Prisão foi para coibir ativistas, diz Hideki

Fábio Hideki Harano
Fábio Hideki Harano esteve preso por 46 dias sem evidências (Foto: Jacqueline Magallanes)

No dia 23 de junho, Fábio Hideki Harano foi preso dentro da estação Consolação do metrô. O que se seguiu foram 46 dias de reclusão em Tremembé, sem que houvesse evidências de que portava explosivos no momento de sua prisão. Hoje, ele responde em liberdade processos por desobediência, incitação ao crime, porte de material explosivo e associação criminosa. Estudante de Jornalismo e funcionário da USP, Hideki se propôs a conversar com o Jornal do Campus.
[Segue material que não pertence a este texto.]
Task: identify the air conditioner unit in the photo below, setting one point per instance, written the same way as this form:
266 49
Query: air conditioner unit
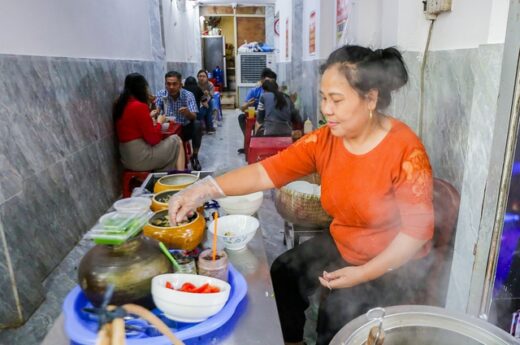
249 68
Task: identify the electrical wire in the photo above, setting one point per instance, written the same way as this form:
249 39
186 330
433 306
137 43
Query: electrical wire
421 88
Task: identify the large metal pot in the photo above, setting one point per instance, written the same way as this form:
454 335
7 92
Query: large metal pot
424 325
130 267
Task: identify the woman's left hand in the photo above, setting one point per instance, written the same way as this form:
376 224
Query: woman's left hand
343 278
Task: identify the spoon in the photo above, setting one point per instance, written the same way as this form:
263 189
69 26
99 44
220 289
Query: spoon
169 256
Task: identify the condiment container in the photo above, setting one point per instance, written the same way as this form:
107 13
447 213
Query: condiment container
217 268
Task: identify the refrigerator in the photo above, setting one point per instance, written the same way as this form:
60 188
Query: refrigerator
214 54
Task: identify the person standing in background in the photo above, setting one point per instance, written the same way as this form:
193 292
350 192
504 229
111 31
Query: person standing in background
252 99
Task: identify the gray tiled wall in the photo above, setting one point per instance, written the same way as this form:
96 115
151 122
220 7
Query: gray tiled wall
60 168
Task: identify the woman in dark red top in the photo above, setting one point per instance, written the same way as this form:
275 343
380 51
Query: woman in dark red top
139 133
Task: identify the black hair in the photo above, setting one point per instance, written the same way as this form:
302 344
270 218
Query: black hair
367 69
135 86
173 74
271 86
202 71
190 81
268 73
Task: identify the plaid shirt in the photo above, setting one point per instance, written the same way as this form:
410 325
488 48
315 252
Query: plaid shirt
171 107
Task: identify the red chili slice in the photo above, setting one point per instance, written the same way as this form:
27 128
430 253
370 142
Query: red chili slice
188 287
201 288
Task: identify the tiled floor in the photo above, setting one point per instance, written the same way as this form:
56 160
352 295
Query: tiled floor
219 154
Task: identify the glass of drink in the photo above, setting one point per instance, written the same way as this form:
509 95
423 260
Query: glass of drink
217 268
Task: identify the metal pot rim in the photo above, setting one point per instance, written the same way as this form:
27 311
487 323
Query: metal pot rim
402 316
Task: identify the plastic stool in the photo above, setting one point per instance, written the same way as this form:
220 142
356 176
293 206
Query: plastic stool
263 147
132 179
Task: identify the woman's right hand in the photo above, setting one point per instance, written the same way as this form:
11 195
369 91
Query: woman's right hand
188 200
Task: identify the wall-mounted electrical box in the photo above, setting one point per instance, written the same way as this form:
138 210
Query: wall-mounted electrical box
437 6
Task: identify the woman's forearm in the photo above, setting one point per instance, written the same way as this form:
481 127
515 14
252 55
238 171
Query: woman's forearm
247 179
401 250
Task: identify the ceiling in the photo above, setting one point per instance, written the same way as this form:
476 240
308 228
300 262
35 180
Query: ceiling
238 2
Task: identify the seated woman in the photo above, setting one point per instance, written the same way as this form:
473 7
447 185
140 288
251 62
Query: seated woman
203 106
276 112
139 133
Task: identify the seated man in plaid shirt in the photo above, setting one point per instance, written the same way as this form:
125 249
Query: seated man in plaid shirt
179 106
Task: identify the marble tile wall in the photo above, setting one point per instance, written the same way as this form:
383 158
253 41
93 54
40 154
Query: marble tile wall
486 69
449 84
60 168
185 68
269 25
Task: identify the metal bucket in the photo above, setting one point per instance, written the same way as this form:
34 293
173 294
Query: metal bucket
424 325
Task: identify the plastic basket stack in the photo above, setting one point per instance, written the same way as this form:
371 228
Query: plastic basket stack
300 208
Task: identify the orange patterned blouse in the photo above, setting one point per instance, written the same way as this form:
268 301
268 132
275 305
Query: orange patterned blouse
372 197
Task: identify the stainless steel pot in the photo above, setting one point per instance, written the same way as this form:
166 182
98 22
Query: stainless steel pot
424 325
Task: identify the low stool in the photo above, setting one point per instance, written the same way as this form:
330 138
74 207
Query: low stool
132 179
263 147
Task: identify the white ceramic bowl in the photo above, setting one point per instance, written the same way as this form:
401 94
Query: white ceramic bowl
187 306
135 204
242 204
235 230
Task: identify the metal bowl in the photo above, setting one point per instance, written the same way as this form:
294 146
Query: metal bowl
424 325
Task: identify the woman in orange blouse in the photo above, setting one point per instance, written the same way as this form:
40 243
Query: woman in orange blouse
376 184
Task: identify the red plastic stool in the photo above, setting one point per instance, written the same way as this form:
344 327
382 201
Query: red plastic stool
132 179
187 152
263 147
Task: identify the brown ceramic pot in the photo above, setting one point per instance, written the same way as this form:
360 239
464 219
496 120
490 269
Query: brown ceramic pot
130 267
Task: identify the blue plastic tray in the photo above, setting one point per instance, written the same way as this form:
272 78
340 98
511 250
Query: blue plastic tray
81 327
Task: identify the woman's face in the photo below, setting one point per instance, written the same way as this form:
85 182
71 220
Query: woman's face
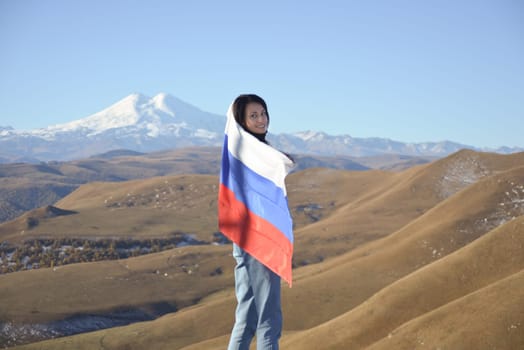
256 119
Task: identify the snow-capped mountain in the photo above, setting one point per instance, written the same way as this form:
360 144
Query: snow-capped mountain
144 124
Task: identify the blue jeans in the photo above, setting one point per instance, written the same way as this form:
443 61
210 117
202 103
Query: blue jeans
259 310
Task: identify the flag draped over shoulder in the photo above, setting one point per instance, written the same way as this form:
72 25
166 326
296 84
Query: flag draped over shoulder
252 200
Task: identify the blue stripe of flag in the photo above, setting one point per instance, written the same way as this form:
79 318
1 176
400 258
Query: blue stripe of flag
260 195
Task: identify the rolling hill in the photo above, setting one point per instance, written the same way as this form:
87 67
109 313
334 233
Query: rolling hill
430 256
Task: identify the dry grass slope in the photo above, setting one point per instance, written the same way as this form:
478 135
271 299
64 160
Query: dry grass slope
431 256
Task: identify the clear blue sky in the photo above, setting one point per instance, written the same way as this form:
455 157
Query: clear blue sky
411 71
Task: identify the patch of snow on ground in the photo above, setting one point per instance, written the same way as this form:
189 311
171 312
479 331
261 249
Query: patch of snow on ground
461 173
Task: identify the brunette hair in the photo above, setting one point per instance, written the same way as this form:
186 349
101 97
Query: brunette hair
239 107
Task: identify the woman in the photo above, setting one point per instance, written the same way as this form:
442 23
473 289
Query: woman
257 286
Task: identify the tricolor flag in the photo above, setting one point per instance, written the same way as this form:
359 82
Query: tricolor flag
252 199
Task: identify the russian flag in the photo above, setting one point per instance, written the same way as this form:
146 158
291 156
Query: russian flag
252 200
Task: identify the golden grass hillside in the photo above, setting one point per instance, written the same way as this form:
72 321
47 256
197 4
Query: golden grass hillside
423 244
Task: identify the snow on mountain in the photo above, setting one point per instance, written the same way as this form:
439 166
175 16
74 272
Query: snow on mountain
144 124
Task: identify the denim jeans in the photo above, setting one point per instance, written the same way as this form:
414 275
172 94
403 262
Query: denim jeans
258 310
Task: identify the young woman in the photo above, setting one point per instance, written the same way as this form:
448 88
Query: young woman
257 287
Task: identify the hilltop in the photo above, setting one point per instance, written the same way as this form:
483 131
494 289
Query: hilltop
427 256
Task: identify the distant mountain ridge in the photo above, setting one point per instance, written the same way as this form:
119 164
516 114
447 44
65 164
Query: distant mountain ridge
144 124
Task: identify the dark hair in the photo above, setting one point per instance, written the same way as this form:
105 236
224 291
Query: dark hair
239 111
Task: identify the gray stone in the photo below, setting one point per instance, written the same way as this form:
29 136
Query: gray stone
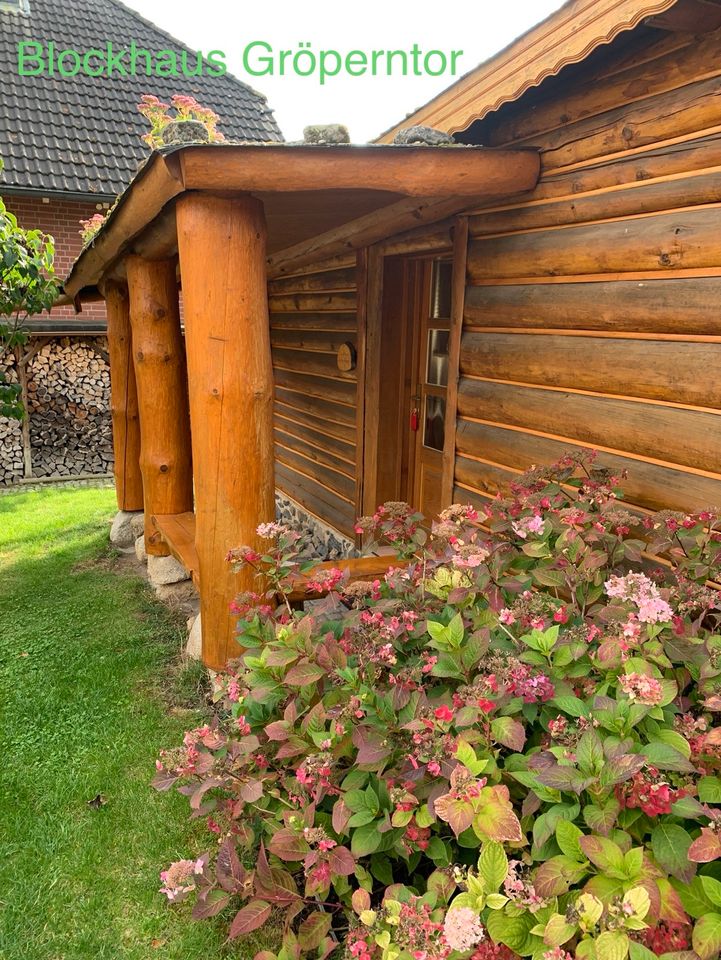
121 531
194 646
325 542
165 570
184 131
140 551
326 133
137 524
423 135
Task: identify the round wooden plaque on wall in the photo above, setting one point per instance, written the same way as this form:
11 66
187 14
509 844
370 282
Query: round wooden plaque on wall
346 357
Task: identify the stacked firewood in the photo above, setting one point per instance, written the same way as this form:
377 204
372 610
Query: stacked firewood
69 410
11 439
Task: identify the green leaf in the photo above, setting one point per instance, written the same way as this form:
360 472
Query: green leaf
366 840
637 951
706 938
589 752
670 844
712 889
509 733
612 945
555 877
493 864
709 790
567 837
313 930
456 631
371 799
513 931
558 931
603 853
693 897
602 819
666 758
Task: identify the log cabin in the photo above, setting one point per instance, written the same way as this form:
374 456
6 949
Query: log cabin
385 322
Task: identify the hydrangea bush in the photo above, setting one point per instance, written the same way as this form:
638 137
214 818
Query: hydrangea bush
507 747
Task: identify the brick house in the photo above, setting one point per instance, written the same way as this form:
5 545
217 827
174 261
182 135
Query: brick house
70 145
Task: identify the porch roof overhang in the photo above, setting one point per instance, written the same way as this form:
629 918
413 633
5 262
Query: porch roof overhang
320 201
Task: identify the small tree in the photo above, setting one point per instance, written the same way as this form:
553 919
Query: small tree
26 288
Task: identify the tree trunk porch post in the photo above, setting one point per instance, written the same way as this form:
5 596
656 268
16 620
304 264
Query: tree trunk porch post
161 377
123 401
222 246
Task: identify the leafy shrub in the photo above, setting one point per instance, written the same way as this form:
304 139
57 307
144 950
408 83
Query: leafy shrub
505 748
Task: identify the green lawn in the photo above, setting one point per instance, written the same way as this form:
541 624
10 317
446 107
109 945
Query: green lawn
90 690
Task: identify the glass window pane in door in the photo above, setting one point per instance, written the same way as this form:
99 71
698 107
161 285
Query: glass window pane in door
437 372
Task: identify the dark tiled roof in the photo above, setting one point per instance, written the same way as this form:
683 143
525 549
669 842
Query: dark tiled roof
82 134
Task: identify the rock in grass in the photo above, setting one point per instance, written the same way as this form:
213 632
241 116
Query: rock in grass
165 570
121 531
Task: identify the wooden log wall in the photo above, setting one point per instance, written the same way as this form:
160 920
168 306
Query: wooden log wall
311 315
593 306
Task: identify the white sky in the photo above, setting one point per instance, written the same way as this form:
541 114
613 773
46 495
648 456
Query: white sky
367 105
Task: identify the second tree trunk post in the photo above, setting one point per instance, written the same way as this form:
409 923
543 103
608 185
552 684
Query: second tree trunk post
161 376
223 268
123 401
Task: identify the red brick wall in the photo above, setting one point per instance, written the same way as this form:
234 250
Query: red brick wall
61 219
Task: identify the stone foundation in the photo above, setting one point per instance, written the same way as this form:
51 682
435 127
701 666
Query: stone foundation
326 543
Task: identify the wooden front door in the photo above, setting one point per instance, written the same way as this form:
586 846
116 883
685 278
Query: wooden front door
414 380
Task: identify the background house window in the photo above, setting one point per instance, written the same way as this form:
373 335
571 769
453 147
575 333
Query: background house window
15 6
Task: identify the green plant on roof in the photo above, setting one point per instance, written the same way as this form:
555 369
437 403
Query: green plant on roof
186 108
26 288
91 226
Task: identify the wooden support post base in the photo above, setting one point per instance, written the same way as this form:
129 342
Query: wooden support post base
160 373
123 401
223 268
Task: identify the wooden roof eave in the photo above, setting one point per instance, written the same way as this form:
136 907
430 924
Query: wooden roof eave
409 179
567 36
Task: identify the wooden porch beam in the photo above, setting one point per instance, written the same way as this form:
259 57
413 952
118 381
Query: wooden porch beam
223 267
160 373
123 401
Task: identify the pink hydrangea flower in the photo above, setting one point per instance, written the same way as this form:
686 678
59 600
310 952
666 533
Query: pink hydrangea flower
638 589
462 929
638 686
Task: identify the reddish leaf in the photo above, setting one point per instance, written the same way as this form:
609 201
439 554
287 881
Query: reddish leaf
288 845
361 900
212 903
313 930
164 780
457 813
249 918
371 749
279 730
342 862
705 848
341 816
279 887
303 674
494 817
251 791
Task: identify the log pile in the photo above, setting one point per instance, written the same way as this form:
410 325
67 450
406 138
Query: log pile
11 439
69 410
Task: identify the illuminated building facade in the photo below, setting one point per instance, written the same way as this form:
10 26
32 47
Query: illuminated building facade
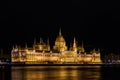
41 53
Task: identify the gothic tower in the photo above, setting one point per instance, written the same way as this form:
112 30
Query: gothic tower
60 44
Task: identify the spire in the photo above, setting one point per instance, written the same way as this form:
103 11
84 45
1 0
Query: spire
60 32
41 41
34 41
26 45
48 41
74 43
82 47
13 47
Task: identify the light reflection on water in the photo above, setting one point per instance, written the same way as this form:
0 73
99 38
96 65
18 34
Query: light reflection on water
56 73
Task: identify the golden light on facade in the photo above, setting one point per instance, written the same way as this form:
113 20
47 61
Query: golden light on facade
41 53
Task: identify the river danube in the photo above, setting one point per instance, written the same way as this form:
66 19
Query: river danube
59 73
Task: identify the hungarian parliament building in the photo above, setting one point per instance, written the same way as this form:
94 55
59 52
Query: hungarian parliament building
41 53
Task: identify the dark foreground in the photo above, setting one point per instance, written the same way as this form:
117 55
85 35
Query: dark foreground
66 72
70 64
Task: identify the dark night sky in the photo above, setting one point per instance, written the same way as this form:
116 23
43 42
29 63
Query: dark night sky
93 22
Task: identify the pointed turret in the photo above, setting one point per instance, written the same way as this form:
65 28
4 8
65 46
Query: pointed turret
60 32
74 45
34 41
26 45
82 47
48 45
41 40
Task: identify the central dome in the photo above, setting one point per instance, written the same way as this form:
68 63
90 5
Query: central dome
60 39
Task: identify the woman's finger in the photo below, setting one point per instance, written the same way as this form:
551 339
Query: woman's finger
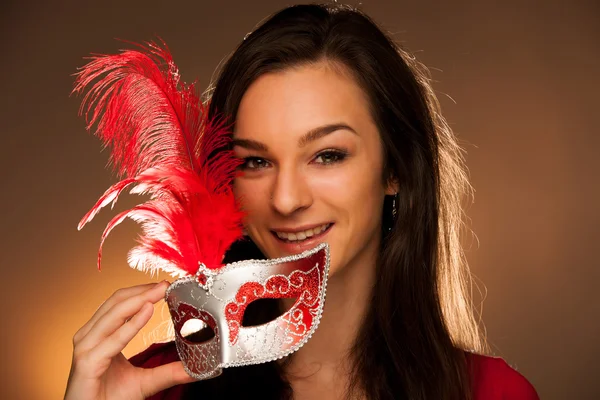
118 315
115 298
115 343
153 380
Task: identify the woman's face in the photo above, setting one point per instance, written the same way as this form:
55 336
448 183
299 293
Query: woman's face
313 164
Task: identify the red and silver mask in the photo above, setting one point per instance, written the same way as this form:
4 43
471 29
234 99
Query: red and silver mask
219 299
165 145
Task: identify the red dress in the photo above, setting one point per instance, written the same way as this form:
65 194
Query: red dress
493 378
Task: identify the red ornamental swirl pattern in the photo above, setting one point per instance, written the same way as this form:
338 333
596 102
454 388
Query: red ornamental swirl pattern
301 285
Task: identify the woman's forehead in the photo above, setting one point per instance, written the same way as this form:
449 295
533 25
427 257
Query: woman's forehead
300 99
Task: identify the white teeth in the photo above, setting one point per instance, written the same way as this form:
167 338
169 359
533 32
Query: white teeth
301 235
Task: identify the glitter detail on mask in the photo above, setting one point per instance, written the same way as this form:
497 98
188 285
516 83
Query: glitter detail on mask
199 359
301 285
232 288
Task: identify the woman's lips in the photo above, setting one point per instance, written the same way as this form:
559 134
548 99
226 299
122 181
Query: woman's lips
301 245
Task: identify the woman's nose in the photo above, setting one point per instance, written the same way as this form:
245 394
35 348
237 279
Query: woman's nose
290 192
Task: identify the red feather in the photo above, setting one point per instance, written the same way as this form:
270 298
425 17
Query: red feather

Jornal do Campus: Em coletiva, foi dito que você foi um “preso eleitoral”. Você poderia explicar melhor?
Fábio Hideki Harano: As prisões de junho serviram para “mostrar serviço”, para atender a uma demanda de setores da sociedade que cobravam punição ao chamado black block. Há setores – influentes, por sinal – na sociedade que vinham cobrando que o governo “desse um jeito na situação”, com ou sem fundamento.

No momento da prisão, você usava o EPI (equipamente de proteção individual). Uma vez que sua conduta estava longe de ser agressiva, você acha que isso serviu para te marcarem, como você disse?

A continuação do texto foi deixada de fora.